Activate SED(Opal) encryption before or after creating pool?

[orjan-]

I'm setting up a samsung 970 evo plus nvme ssd to use SED(Opal) encryption and this drive will be used as a single drive in a data pool.
Should a pool be created before activating SED encryption, or should I first enable SED encryption and then create the pool?

Both ways seems to work if they are done without a reboot in between. However activating SED, reboot, and create pool in that order fails.

Case created:
https://jira.ixsystems.com/browse/NAS-103567

 

[dlavigne]

Which verson of FreeNAS (as in 11.2-U6?)?

 

[orjan-]

Which verson of FreeNAS (as in 11.2-U6?)?

Yes, currently testing on 11.2-U6.

sedutil-cli is not very well documented. I have tried to first create pool and then enable SED, and to enable SED first and then create the pool. In both cases i get a warning at boot that there is a issue with the primary partition table and that it's using the secondary partition table instead. I'm guessing that sedutil-cli creates a shadow partition table as primary partition table. However in the documentation, it only mentions that partition table if the PBA image is loaded, but I dont think thats the case on freenas data pool as it's not a boot drive and PBA is only necessary for unlocking boot drives. I think the MBRDone and MBREnable are only nesscessary if using PBA, but they get enabled by default also when following non-boot drive setup with sedutil-cli and when using sedhelper.

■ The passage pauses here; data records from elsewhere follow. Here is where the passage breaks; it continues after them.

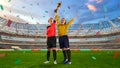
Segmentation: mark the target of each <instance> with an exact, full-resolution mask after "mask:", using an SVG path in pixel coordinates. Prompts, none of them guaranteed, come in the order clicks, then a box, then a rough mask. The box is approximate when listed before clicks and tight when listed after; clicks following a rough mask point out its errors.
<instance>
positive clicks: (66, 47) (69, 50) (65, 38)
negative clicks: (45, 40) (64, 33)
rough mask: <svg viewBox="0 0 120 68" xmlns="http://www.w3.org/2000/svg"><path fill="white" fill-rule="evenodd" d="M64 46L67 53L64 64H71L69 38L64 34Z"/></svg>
mask: <svg viewBox="0 0 120 68" xmlns="http://www.w3.org/2000/svg"><path fill="white" fill-rule="evenodd" d="M64 45H65V46H64V47H65V50H66V53H67V57H68V61H67V62H66V63H65V64H71V51H70V47H69V39H68V36H66V37H65V38H64Z"/></svg>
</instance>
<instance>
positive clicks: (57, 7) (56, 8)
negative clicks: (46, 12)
mask: <svg viewBox="0 0 120 68" xmlns="http://www.w3.org/2000/svg"><path fill="white" fill-rule="evenodd" d="M60 7H61V3H58V5H57V7H56V9H55V10H54V12H55V13H57V12H58V9H59V8H60Z"/></svg>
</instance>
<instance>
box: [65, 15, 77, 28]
mask: <svg viewBox="0 0 120 68" xmlns="http://www.w3.org/2000/svg"><path fill="white" fill-rule="evenodd" d="M76 18H77V16H75V17H74V18H73V19H71V20H70V21H69V22H68V23H67V28H69V27H70V25H71V24H72V23H73V22H74V20H75V19H76Z"/></svg>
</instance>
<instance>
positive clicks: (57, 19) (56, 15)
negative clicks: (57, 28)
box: [55, 13, 60, 25]
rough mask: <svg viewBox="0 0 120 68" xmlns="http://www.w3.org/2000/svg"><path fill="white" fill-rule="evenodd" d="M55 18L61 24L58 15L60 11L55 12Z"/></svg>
mask: <svg viewBox="0 0 120 68" xmlns="http://www.w3.org/2000/svg"><path fill="white" fill-rule="evenodd" d="M55 20H56V23H57V25H59V24H60V17H59V15H58V13H56V14H55Z"/></svg>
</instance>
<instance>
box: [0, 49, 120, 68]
mask: <svg viewBox="0 0 120 68" xmlns="http://www.w3.org/2000/svg"><path fill="white" fill-rule="evenodd" d="M115 52H116V51H112V50H109V51H72V59H71V61H72V64H71V65H66V64H63V63H62V60H63V55H62V53H61V51H58V52H57V63H58V64H57V65H54V64H53V57H52V53H51V58H50V63H49V64H44V63H43V62H44V61H45V60H46V51H0V54H6V56H4V57H0V68H120V51H117V52H118V56H117V57H116V59H114V58H113V56H114V53H115Z"/></svg>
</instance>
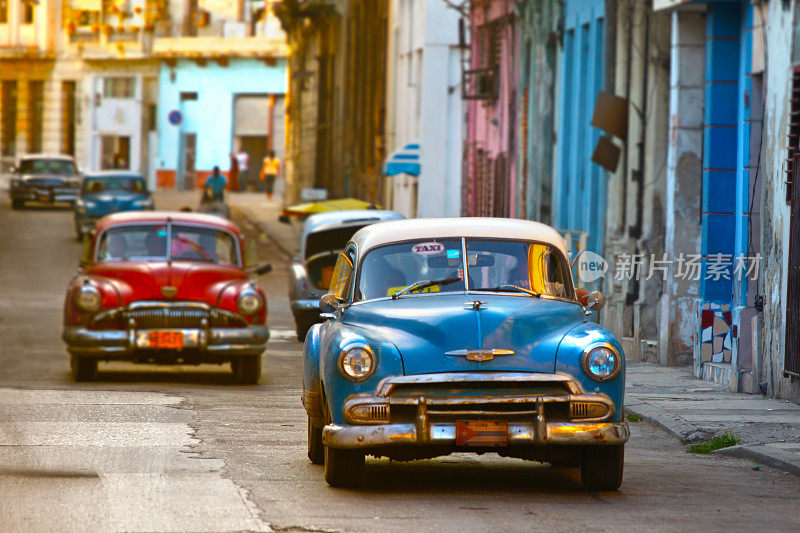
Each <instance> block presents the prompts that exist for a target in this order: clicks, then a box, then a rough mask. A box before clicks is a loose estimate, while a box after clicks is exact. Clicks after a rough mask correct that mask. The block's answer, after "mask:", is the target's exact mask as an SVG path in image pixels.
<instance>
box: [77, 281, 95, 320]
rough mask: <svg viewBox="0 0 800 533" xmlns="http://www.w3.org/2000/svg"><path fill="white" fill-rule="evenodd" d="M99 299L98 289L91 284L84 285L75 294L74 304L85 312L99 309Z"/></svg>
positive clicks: (88, 311) (78, 307) (89, 311)
mask: <svg viewBox="0 0 800 533" xmlns="http://www.w3.org/2000/svg"><path fill="white" fill-rule="evenodd" d="M101 300H102V299H101V296H100V291H98V290H97V289H96V288H94V287H92V286H91V285H84V286H83V287H81V288H80V289H78V292H77V294H75V305H77V306H78V309H80V310H81V311H86V312H87V313H92V312H94V311H97V310H98V309H100V302H101Z"/></svg>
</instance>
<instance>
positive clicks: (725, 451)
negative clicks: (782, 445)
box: [711, 444, 800, 477]
mask: <svg viewBox="0 0 800 533" xmlns="http://www.w3.org/2000/svg"><path fill="white" fill-rule="evenodd" d="M711 453H712V454H718V455H725V456H728V457H736V458H738V459H751V460H753V461H757V462H759V463H760V464H762V465H766V466H771V467H772V468H777V469H779V470H783V471H785V472H788V473H790V474H793V475H795V476H797V477H800V454H796V453H792V452H787V451H786V450H782V449H780V448H776V447H775V446H770V445H769V444H742V445H739V446H730V447H728V448H721V449H719V450H714V451H713V452H711Z"/></svg>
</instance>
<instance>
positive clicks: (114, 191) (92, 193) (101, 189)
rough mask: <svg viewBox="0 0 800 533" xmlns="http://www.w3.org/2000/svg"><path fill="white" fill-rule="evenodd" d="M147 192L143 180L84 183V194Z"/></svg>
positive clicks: (82, 192)
mask: <svg viewBox="0 0 800 533" xmlns="http://www.w3.org/2000/svg"><path fill="white" fill-rule="evenodd" d="M146 191H147V187H145V184H144V179H142V178H122V177H120V178H91V179H86V180H84V182H83V190H82V194H99V193H125V192H133V193H141V194H144V193H145V192H146Z"/></svg>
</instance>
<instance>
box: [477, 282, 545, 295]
mask: <svg viewBox="0 0 800 533" xmlns="http://www.w3.org/2000/svg"><path fill="white" fill-rule="evenodd" d="M470 290H471V291H490V292H524V293H525V294H530V295H531V296H536V297H537V298H541V296H542V295H541V294H540V293H538V292H536V291H532V290H530V289H524V288H522V287H518V286H517V285H511V284H509V283H505V284H503V285H498V286H497V287H480V288H476V289H470Z"/></svg>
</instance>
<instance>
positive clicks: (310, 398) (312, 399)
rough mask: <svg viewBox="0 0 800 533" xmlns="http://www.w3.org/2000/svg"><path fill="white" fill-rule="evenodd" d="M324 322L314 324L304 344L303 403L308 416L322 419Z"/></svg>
mask: <svg viewBox="0 0 800 533" xmlns="http://www.w3.org/2000/svg"><path fill="white" fill-rule="evenodd" d="M322 326H323V325H322V324H314V325H313V326H311V329H309V330H308V333H307V334H306V342H305V344H304V345H303V405H304V406H305V408H306V412H307V413H308V416H310V417H311V418H315V419H319V420H322V418H323V414H322V413H323V411H322V390H321V386H320V385H321V380H320V378H319V354H320V352H319V346H320V335H321V334H322Z"/></svg>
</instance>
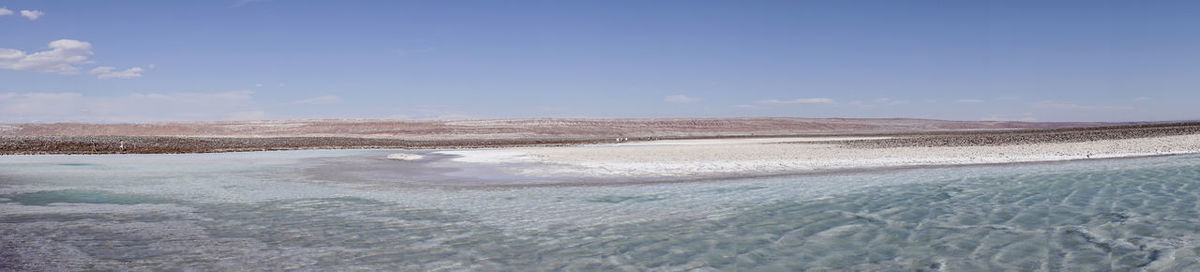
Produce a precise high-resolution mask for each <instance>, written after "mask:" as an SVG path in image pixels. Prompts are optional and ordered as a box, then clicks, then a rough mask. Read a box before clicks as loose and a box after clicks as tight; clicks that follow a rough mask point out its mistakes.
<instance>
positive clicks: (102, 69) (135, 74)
mask: <svg viewBox="0 0 1200 272" xmlns="http://www.w3.org/2000/svg"><path fill="white" fill-rule="evenodd" d="M143 71H145V69H143V68H142V67H133V68H127V69H124V71H118V69H116V67H112V66H101V67H96V68H92V69H91V71H90V72H88V73H90V74H96V78H98V79H110V78H116V79H131V78H140V77H142V72H143Z"/></svg>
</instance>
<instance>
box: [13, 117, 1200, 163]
mask: <svg viewBox="0 0 1200 272" xmlns="http://www.w3.org/2000/svg"><path fill="white" fill-rule="evenodd" d="M1128 125H1135V123H1104V122H1008V121H998V122H992V121H941V120H920V119H797V117H757V119H497V120H461V121H414V120H286V121H224V122H163V123H112V125H95V123H16V125H0V153H5V155H32V153H192V152H229V151H263V150H298V149H446V147H498V146H529V145H568V144H599V143H616V141H618V140H622V141H623V140H659V139H696V138H746V137H803V135H878V134H906V135H934V134H938V135H940V134H946V133H956V132H967V131H971V132H979V131H1013V129H1056V128H1079V127H1098V126H1128ZM1144 125H1145V123H1144ZM1159 126H1162V125H1159ZM1192 126H1193V125H1189V123H1184V125H1181V128H1183V127H1186V128H1188V129H1190V127H1192ZM1154 129H1156V131H1154V132H1152V134H1158V133H1168V134H1178V133H1190V131H1188V132H1183V131H1177V129H1178V128H1162V127H1159V128H1154ZM1164 129H1165V131H1164ZM971 135H984V138H982V139H991V138H995V137H1000V138H1012V139H1016V138H1022V137H1024V135H1022V134H1004V133H1001V134H995V135H994V134H988V133H984V134H971ZM1006 135H1008V137H1006ZM960 137H961V135H960ZM1106 137H1109V138H1112V137H1116V138H1126V137H1139V135H1136V133H1135V134H1130V135H1106ZM906 139H907V137H906ZM1046 140H1050V139H1046ZM122 143H124V145H122Z"/></svg>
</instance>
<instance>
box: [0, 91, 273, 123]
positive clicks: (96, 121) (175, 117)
mask: <svg viewBox="0 0 1200 272" xmlns="http://www.w3.org/2000/svg"><path fill="white" fill-rule="evenodd" d="M251 95H252V93H251V92H248V91H232V92H180V93H130V95H125V96H91V95H84V93H79V92H26V93H12V92H10V93H0V122H66V121H70V122H150V121H202V120H260V119H264V117H265V116H266V114H265V113H264V111H263V110H262V109H260V108H259V107H258V105H257V104H256V103H254V101H253V97H252V96H251ZM256 111H258V113H256Z"/></svg>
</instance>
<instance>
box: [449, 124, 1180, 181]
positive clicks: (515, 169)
mask: <svg viewBox="0 0 1200 272" xmlns="http://www.w3.org/2000/svg"><path fill="white" fill-rule="evenodd" d="M863 139H883V138H750V139H715V140H668V141H644V143H630V144H611V145H582V146H557V147H512V149H493V150H462V151H443V152H440V153H446V155H457V156H461V157H458V158H455V161H458V162H466V163H487V164H503V165H505V167H506V168H508V169H509V170H511V171H514V173H515V174H520V175H528V176H544V177H569V176H580V177H696V176H725V175H772V174H790V173H806V171H822V170H846V169H868V168H888V167H918V165H958V164H989V163H1018V162H1051V161H1068V159H1090V158H1092V159H1094V158H1116V157H1135V156H1153V155H1180V153H1196V152H1200V134H1187V135H1165V137H1151V138H1135V139H1110V140H1093V141H1078V143H1036V144H1014V145H974V146H901V147H851V146H850V145H844V144H840V143H836V141H844V140H863ZM830 141H833V143H830Z"/></svg>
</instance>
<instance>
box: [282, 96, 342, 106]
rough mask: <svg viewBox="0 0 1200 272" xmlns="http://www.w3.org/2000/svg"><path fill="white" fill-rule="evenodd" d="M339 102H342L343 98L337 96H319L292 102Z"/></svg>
mask: <svg viewBox="0 0 1200 272" xmlns="http://www.w3.org/2000/svg"><path fill="white" fill-rule="evenodd" d="M337 102H342V98H341V97H337V96H318V97H313V98H307V99H300V101H294V102H292V103H294V104H334V103H337Z"/></svg>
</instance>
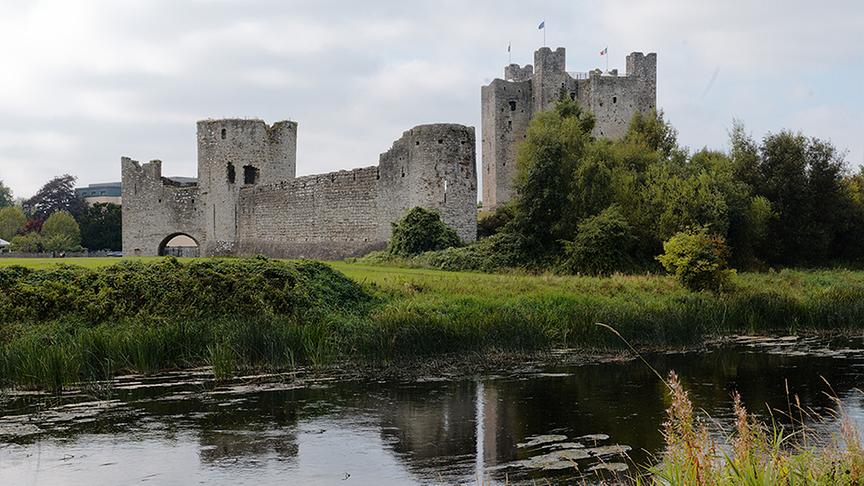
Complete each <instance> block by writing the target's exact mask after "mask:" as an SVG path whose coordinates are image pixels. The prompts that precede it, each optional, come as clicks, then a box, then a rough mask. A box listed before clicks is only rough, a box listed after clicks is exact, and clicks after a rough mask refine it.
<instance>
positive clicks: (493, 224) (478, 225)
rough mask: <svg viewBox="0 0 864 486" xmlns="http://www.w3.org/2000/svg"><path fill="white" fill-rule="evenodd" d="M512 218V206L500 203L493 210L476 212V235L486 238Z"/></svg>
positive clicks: (496, 231)
mask: <svg viewBox="0 0 864 486" xmlns="http://www.w3.org/2000/svg"><path fill="white" fill-rule="evenodd" d="M512 220H513V206H512V205H511V204H502V205H501V206H498V207H497V208H496V209H495V211H487V212H481V213H478V214H477V237H478V238H488V237H490V236H492V235H495V234H497V233H499V232H500V231H501V230H503V229H504V227H505V226H506V225H507V223H509V222H510V221H512Z"/></svg>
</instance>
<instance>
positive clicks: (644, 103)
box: [481, 47, 657, 210]
mask: <svg viewBox="0 0 864 486" xmlns="http://www.w3.org/2000/svg"><path fill="white" fill-rule="evenodd" d="M562 96H567V97H570V98H571V99H574V100H577V101H578V102H579V104H580V105H581V106H582V107H583V108H585V109H587V110H588V111H591V112H592V113H594V117H595V118H596V120H597V123H596V125H595V127H594V135H595V136H597V137H605V138H611V139H615V138H619V137H621V136H623V135H624V133H625V132H626V131H627V127H628V126H629V124H630V120H631V119H632V118H633V115H634V114H635V113H636V112H637V111H639V112H643V113H647V112H649V111H650V110H652V109H654V108H655V107H656V106H657V54H653V53H652V54H648V55H647V56H646V55H644V54H642V53H641V52H634V53H632V54H630V55H629V56H627V72H626V73H625V74H624V75H619V74H618V71H617V70H615V69H613V70H611V71H609V72H608V73H603V72H601V71H600V70H599V69H595V70H594V71H590V72H588V73H568V72H567V71H566V70H565V52H564V48H563V47H559V48H558V49H556V50H554V51H553V50H551V49H549V48H548V47H542V48H540V49H539V50H537V51H536V52H535V53H534V66H531V65H530V64H529V65H526V66H519V65H518V64H510V65H509V66H507V67H505V68H504V79H496V80H494V81H492V82H491V83H490V84H489V85H488V86H483V88H482V90H481V98H482V123H483V129H482V144H483V168H482V177H483V209H484V210H493V209H495V208H496V207H498V206H499V205H501V204H504V203H506V202H507V201H509V200H510V199H511V198H512V197H513V177H514V176H515V175H516V149H517V146H518V143H519V141H521V140H522V139H524V138H525V136H526V131H527V129H528V123H529V122H530V121H531V117H532V116H533V115H534V113H537V112H539V111H543V110H548V109H549V108H551V107H552V105H554V104H555V102H557V101H558V100H559V99H561V97H562Z"/></svg>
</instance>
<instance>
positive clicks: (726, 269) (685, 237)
mask: <svg viewBox="0 0 864 486" xmlns="http://www.w3.org/2000/svg"><path fill="white" fill-rule="evenodd" d="M663 250H664V253H663V254H662V255H660V256H658V257H657V260H659V261H660V263H662V264H663V268H665V269H666V271H668V272H669V273H671V274H673V275H675V277H676V278H677V279H678V280H679V281H680V282H681V283H682V284H683V285H684V286H685V287H687V288H688V289H690V290H694V291H699V290H714V291H719V290H722V289H723V288H724V287H728V285H729V281H730V278H731V276H732V274H733V271H731V270H729V269H727V267H726V261H727V259H728V258H729V250H728V249H727V247H726V240H725V239H723V237H722V236H720V235H716V234H711V233H709V232H708V228H706V227H701V228H696V229H688V230H685V231H682V232H679V233H677V234H675V235H674V236H672V237H671V238H669V239H668V240H666V242H664V243H663Z"/></svg>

I just want to know if there is a right way or a wrong way. If it messes with alignment or something like that if done in the wrong order.

 

[dlavigne]

Please create a report at bugs.ixsystems.com and post the issue number here. We would like to improve the documentation and also want to verify that it is working correctly.

 

[orjan-]

Please create a report at bugs.ixsystems.com and post the issue number here. We would like to improve the documentation and also want to verify that it is working correctly.

Created case and added link in the first post.